Can you compare a float and an integer, sure. But the problem you will run into is precision. On most C/C++ implementations, float and int have the same size (4 bytes) and wildly different precision levels. Neither type can hold all values of the other type. Since one type cannot be converted to the other type without loss of precision and the types cannot be native compared, doing a comparison without considering another type will result in precision loss in some scenarios.
What you can do to avoid precision loss is to convert both types to a type which has enough precision to represent all values of float and int. On most systems, double will do just that.
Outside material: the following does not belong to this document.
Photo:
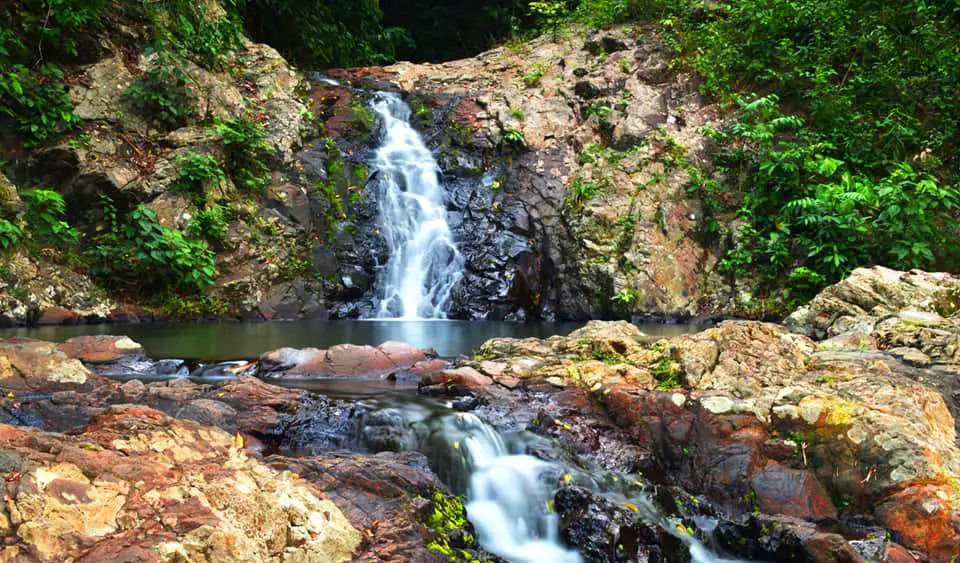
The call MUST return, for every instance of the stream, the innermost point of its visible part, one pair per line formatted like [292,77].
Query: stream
[509,490]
So the following usually does a non-lossy comparison
float f = getSomeFloat();
int i = getSomeInt();
if ( (double)i == (double)f ) {
...
}
LHS defines the precision,
So if your LHS is int and RHS is float, then this results in loss of precision.
Also take a look at FP related CFAQ
Yes, you can compare them, you can do math on them without terribly much regard for which is which, in most cases. But only most. The big bugaboo is that you can check for f<i etc. but should not check for f==i. An integer and a float that 'should' be identical in value are not necessarily identical.
Yeah, it'll work fine. Specifically, the int will be converted to float for the purposes of the conversion. In the second one you'll need to cast to int but it should be fine otherwise.
Yes, and sometimes it'll do exactly what you expect.
As the others have pointed out, comparing, eg, 1.0 == 1 will work out, because the integer 1 is type cast to double (not float) before the comparison.
However, other comparisons may not.
About that, the notation 1.0 is of type double so the comparison is made in double by type promotion rules like said before. 1.f or 1.0f is of type float and the comparison would have been made in float. And it would have worked as well since we said that 2^23 first integers are representible in a float.